We saw this with Chat-GPT4 last year.

But if all these tools were just packaged as features in your existing software, with no mention of "AI", you wouldn't blink.

"Adobe After Effects lets you composite effects faster using our new styles presets."
"Adobe Premiere brings a new storyboard feature to help you plan from idea to shoot to production."
"VSCode introduces a new Planning feature to help you work out how to solve your problem by matching against a database of similar challenges from Github issues."

It's boring, but add AI there, and it's hot!

And when you look at the underlining story for the Under Armor ad, it is far more pragmatic, it is just another tool that lets us get to our creative intent.

Case in point: Github Copilot. Yes, people got worried when it came out, and the proclamations of software development would be over within months. Funnily, that hasn't happened.

I appreciate that the mood is low right now, with job losses over the last year and no real uptick. But that is down to human greed, not some rogue AI. The irony is that people are overhyping AI for that reason: to get financial investment.

The Devin launch screams like an ad to an investor—carefully selected demos and words. Like the "first world's software engineer, " if I were Copilot or ChatGPT, I would be upset that it claims to be the first software engineer. Those two have been writing code nonstop for years! And, of course, their hiring page has roles open for …software engineers. Clearly, they are not dogfooding their tool hard enough.
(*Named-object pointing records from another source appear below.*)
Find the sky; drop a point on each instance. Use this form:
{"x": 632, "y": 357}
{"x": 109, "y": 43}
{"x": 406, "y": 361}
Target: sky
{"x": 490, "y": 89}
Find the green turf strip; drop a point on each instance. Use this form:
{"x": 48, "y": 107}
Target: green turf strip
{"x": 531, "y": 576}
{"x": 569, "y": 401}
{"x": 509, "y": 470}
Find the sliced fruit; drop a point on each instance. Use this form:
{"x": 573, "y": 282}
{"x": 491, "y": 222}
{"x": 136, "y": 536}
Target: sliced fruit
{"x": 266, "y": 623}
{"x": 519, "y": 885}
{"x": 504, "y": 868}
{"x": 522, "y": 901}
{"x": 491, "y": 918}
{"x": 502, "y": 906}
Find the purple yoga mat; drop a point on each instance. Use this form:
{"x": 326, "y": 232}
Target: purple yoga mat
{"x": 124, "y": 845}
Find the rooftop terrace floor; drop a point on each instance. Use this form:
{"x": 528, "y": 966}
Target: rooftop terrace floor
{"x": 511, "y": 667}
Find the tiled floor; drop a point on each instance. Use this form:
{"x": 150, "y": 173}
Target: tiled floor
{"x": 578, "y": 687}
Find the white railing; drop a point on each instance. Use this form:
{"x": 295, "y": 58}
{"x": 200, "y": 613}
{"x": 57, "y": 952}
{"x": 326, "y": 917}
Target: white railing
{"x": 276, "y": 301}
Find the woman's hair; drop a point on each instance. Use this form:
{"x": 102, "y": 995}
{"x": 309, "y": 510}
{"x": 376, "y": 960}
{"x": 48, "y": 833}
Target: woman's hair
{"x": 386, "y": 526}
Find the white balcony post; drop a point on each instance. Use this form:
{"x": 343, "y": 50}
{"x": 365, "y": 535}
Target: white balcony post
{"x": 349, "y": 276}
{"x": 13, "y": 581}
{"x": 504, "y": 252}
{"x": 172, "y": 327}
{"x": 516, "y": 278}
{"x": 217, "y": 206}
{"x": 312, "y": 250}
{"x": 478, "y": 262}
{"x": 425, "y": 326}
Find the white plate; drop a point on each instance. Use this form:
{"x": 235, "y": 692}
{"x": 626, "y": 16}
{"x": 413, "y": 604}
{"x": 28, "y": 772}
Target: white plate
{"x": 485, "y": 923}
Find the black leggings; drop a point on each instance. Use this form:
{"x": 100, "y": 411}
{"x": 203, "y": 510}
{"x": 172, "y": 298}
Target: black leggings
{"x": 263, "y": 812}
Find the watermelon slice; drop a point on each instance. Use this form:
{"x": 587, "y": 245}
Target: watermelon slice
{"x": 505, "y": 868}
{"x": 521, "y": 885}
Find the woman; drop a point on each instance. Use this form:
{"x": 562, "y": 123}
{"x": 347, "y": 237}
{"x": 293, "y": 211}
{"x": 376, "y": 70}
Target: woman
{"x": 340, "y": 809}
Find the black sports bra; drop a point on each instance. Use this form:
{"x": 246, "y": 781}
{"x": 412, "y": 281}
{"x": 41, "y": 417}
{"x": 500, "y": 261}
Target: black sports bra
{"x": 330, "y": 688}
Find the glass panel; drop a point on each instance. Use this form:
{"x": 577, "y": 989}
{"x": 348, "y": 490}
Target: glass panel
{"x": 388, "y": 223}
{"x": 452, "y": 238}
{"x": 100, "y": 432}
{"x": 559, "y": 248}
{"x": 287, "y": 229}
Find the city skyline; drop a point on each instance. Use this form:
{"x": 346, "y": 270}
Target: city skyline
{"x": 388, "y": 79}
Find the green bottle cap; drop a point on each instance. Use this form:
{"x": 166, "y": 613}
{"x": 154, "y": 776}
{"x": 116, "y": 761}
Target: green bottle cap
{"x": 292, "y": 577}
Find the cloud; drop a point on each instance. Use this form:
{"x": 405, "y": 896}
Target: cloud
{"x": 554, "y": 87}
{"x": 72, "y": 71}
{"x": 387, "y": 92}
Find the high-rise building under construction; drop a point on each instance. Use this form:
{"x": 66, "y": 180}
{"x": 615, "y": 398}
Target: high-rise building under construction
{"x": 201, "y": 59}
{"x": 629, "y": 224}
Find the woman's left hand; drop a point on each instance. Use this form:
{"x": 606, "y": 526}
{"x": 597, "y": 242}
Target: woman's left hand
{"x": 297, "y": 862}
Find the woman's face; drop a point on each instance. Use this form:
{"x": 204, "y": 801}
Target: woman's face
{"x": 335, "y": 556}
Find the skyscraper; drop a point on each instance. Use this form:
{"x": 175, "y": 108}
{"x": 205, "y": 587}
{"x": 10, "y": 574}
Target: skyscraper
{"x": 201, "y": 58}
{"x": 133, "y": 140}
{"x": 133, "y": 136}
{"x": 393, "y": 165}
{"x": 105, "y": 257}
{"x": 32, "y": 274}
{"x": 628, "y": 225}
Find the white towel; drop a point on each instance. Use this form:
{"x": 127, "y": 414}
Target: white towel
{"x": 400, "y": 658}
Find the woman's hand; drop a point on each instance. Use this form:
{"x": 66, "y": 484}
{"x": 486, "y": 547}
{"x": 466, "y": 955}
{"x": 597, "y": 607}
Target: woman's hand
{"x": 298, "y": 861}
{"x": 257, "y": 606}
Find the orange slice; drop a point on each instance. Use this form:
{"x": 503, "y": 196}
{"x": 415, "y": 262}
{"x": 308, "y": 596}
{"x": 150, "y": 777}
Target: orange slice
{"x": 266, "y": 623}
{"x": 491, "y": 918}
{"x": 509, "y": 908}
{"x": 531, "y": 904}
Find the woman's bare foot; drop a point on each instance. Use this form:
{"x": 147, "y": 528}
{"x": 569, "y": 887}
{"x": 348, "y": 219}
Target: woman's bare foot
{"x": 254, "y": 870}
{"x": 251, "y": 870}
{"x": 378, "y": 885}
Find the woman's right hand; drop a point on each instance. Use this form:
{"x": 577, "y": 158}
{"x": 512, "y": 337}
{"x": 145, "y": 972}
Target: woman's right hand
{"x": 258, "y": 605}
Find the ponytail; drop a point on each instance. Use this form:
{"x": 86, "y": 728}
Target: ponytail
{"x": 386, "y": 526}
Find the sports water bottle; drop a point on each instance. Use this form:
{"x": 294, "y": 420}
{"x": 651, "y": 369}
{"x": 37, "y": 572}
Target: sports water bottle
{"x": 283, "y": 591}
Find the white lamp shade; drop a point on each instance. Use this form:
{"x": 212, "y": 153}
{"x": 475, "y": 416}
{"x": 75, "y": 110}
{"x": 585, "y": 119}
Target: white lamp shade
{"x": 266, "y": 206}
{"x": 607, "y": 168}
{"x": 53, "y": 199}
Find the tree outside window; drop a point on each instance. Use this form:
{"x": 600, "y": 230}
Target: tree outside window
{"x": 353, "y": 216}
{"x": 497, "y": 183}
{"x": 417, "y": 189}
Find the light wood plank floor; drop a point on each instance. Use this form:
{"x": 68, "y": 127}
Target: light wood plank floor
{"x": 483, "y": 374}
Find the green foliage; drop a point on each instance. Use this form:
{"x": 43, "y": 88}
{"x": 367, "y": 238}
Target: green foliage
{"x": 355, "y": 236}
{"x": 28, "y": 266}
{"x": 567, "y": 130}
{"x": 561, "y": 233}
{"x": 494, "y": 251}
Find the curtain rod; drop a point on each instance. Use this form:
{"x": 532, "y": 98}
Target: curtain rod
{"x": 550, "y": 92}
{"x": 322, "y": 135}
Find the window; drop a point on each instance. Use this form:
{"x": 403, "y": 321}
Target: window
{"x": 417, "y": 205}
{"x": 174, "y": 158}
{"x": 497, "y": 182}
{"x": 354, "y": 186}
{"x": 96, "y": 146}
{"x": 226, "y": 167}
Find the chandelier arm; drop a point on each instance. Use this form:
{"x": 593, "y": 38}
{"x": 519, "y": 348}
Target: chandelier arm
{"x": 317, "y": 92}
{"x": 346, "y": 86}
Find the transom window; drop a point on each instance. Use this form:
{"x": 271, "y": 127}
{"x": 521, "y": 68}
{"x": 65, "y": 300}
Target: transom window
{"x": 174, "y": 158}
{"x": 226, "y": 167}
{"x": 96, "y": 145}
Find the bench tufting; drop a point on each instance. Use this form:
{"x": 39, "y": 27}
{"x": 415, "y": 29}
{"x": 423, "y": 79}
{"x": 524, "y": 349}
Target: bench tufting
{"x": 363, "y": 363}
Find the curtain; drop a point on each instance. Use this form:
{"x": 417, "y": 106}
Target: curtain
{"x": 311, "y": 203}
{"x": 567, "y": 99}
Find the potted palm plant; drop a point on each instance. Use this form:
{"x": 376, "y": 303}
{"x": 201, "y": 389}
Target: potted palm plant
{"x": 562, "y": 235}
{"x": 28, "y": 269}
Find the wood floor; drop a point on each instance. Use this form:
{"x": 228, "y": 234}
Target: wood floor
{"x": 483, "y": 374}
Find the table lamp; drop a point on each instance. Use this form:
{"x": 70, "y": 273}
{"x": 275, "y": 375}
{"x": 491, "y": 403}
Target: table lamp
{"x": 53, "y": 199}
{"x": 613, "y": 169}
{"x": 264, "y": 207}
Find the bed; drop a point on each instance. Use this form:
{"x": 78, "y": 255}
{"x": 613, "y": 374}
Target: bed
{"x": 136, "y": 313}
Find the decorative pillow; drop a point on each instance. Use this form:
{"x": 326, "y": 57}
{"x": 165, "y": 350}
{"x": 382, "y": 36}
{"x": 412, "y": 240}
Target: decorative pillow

And that's the thing: it's just another interface that abstracts transcribing your intent into machine code.

In the digital space, we do so much manual work that we have to do again and again for past jobs and projects. How many more button components do I have to write? How many more edit page views? I don't want to have to create any more Figma styles or variables; there are so many clicks. I want 1000x boilerplate and scaffolding tools.

Github CoPilot has been great for reducing the keys I press to get to my intent. The better it gets at building the basics, the more time I can spend on the craft, the finesse of interactions, animations, and the overall UX, rather than having to spend weeks or months on basic CRUD screens.

The question remains: can you ask it to do anything worthwhile? Can you carefully direct and ask it to consider the right problems? This is true for software or design. We want more directing or craft. Not confusing grinding with work. (and yes, it is more challenging, but long term will be more rewarding)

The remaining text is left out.